Un suicidé de la société
Sa mort, survenue la veille du début des répétitions des Oranges sont vertes, le 6 juillet 1971, Claude la prépare depuis le suicide de sa muse, Muriel Guilbault. C’est peu de dire que son pays ne l’a pas aidé, faisant de lui (pour paraphraser le titre du livre d’Antonin Artaud sur Van Gogh, le plus beau texte qui n’ait jamais été écrit sur la peinture, affirmait Riopelle) un suicidé de la société.
Et pourtant, le poète qui n’a jamais voulu être maudit appelait de tous ses vœux et de tous ses mots un bien-être, à la fois individuel et collectif. Sa crainte ne se manifestait que lorsque le désamour profond de ses contemporains se transformait en réaction violente à son endroit : huées, moqueries, indifférence, censure. « J’ai peur dans les douceurs inhumaines. » Toute cette curée l’atteignait et a fini par l’éteindre.

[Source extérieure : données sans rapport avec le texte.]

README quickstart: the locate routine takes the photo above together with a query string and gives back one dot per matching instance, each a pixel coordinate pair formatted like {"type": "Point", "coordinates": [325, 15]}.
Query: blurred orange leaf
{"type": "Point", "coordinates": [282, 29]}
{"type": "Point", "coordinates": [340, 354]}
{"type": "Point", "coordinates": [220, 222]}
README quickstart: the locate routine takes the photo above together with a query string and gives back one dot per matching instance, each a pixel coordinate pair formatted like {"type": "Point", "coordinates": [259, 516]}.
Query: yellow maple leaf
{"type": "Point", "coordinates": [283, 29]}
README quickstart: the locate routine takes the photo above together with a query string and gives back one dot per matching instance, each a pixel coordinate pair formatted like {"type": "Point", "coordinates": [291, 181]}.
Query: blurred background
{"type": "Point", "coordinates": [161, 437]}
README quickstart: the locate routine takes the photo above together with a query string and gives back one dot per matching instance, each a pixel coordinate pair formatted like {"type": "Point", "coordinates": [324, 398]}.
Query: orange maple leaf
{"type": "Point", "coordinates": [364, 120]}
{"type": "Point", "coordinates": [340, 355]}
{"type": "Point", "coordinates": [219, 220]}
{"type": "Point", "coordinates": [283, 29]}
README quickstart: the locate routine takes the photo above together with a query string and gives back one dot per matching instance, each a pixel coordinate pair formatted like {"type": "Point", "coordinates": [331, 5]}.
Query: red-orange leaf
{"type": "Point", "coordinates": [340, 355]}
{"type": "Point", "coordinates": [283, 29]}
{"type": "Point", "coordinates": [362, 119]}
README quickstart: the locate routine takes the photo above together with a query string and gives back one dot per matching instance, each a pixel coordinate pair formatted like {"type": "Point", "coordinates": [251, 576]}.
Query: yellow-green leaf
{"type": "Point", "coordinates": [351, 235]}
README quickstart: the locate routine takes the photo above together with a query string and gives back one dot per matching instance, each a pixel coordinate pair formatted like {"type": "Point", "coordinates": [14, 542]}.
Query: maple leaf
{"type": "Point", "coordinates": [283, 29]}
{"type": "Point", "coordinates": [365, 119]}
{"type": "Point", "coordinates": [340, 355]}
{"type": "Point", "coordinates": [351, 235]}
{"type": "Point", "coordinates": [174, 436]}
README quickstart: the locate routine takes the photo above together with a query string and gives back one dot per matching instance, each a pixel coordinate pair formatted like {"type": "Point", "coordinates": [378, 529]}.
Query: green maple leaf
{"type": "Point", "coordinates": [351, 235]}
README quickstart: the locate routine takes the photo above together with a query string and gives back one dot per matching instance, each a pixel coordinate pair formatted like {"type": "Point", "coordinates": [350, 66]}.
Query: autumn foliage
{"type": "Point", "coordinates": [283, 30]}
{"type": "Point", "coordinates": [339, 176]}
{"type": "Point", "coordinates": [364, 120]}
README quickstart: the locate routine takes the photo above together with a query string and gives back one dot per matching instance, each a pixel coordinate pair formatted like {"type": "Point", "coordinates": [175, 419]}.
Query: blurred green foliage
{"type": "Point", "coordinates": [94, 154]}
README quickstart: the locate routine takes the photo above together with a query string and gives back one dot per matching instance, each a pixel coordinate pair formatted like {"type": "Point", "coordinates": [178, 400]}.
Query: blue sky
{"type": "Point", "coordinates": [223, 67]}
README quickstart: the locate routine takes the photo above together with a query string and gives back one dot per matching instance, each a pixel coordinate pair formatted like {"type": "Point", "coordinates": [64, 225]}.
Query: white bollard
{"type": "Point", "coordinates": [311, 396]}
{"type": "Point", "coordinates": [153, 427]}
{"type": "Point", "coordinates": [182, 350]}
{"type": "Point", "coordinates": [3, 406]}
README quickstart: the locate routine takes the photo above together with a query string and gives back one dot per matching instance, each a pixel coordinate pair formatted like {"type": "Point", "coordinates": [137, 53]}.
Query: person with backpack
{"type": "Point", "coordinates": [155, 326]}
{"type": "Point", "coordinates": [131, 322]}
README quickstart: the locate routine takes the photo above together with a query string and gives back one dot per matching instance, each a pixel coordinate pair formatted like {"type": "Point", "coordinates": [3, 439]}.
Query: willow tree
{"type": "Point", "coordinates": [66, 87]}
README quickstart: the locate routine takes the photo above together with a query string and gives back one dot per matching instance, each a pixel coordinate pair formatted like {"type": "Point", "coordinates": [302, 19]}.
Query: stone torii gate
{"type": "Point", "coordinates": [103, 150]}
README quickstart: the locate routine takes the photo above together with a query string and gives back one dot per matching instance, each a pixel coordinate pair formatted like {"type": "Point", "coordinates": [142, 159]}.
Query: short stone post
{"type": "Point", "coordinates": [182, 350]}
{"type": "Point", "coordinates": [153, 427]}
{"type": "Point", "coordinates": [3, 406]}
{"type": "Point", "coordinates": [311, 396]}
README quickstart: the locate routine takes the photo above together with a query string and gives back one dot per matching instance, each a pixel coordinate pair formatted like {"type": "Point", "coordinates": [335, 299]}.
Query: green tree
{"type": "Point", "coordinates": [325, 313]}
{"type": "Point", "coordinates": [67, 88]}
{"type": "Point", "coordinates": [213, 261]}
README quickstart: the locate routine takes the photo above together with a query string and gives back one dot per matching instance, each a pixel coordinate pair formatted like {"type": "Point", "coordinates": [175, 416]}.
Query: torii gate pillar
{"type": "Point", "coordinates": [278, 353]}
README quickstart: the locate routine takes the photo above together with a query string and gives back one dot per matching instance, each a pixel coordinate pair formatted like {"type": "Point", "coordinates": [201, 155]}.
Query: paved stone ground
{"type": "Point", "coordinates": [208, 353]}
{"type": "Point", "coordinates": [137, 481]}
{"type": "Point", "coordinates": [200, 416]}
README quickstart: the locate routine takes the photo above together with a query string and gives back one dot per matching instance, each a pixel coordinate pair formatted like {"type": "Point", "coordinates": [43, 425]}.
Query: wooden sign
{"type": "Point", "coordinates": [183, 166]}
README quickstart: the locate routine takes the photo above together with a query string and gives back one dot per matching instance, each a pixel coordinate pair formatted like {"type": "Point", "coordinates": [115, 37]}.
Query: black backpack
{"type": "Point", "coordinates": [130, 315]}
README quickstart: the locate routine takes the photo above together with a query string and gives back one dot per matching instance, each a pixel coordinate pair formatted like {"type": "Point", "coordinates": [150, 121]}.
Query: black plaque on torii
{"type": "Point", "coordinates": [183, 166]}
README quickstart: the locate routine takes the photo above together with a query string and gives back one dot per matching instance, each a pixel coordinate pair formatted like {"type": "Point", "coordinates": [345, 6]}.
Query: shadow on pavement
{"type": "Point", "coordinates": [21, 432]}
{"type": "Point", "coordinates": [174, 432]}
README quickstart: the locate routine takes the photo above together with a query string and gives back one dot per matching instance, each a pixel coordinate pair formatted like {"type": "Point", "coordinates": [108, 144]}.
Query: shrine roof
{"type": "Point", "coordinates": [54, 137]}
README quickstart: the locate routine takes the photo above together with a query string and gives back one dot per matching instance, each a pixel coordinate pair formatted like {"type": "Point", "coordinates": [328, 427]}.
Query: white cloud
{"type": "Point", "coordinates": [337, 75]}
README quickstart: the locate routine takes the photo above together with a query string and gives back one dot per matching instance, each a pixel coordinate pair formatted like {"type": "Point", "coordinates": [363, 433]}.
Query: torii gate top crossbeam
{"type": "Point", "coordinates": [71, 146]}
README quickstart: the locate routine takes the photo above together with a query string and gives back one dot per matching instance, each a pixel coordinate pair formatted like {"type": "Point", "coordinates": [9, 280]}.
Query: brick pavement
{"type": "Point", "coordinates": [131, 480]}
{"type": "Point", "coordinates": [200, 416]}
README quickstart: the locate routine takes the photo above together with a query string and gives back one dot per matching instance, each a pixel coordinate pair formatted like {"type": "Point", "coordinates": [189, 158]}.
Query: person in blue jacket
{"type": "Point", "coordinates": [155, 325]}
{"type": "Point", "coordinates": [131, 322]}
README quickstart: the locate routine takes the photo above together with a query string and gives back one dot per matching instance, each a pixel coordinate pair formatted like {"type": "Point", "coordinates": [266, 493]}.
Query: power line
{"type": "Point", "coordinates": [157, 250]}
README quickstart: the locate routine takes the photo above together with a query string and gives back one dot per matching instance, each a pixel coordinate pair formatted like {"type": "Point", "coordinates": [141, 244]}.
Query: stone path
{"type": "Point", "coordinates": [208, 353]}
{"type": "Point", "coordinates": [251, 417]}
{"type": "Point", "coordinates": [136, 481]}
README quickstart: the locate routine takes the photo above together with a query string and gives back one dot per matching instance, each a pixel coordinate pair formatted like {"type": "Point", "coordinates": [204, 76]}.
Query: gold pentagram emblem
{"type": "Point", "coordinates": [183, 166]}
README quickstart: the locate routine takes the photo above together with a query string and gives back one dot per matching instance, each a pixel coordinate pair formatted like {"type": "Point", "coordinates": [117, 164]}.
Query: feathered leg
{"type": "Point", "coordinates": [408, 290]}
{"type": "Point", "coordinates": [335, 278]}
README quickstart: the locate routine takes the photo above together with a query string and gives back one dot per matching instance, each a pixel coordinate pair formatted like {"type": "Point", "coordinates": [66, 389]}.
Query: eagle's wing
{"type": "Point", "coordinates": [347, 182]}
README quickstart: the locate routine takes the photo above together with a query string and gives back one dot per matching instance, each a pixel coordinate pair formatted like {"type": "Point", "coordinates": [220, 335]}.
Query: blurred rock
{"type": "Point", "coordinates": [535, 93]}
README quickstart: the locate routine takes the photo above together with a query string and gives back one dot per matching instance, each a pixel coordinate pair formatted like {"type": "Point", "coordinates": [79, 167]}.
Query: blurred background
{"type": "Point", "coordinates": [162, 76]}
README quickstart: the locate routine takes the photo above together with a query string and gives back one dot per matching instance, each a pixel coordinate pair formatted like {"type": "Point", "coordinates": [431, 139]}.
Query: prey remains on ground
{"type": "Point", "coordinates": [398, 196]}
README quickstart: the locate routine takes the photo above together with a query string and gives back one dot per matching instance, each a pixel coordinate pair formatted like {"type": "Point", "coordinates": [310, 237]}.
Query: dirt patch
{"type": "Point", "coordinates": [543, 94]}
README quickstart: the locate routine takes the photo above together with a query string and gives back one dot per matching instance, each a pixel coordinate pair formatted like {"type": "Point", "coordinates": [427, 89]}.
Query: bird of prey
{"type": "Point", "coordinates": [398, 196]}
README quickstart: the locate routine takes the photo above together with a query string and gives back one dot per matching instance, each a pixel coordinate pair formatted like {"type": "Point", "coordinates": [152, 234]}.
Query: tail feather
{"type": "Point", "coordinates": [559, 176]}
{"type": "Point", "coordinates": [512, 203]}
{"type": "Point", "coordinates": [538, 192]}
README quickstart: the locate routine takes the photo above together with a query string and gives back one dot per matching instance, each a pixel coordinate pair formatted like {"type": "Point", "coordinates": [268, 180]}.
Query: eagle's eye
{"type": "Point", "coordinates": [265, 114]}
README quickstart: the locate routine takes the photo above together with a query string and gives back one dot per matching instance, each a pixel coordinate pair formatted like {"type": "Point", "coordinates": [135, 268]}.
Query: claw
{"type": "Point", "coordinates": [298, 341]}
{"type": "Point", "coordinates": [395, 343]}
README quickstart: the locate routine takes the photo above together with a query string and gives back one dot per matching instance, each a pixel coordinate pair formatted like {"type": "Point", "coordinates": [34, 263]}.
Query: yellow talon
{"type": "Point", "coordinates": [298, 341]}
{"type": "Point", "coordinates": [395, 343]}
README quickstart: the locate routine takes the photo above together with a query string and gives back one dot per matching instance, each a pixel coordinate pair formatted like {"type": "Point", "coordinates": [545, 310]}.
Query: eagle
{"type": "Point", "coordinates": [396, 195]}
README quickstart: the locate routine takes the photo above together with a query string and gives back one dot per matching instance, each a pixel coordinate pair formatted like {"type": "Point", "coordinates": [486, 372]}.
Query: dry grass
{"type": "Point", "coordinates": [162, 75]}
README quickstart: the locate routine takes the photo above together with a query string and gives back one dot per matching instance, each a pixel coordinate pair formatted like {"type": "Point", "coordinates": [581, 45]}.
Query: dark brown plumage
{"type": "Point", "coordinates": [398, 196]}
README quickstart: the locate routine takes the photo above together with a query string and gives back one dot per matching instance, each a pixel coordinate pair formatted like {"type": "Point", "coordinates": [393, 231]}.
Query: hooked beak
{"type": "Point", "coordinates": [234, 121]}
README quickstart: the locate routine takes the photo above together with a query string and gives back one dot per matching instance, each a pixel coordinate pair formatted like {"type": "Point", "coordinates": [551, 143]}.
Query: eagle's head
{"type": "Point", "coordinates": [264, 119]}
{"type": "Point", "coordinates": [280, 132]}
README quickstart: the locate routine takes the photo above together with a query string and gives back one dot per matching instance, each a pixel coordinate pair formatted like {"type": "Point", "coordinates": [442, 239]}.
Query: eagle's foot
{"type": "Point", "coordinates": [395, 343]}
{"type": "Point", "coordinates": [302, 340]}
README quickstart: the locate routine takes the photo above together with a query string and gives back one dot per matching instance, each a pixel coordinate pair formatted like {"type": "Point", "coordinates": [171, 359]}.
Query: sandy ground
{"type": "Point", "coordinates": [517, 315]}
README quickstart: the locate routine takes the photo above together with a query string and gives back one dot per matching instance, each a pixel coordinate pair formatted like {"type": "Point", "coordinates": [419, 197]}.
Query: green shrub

Claude Gauvreau, le poète dramaturge le plus courageux et le plus audacieux que le Québec ait porté en son sein, ne formulait qu’une seule demande, si simple qu’elle me bouleverse chaque fois que je la lis, et qu’on pouvait entendre déjà en ce soir du 20 mai 1947 : « J’ai besoin de tendresse dans les palmes de mon inquiétude. »
Note : Toutes les citations proviennent de Bien-être de Claude Gauvreau, sauf celles dont la source est mentionnée dans le texte.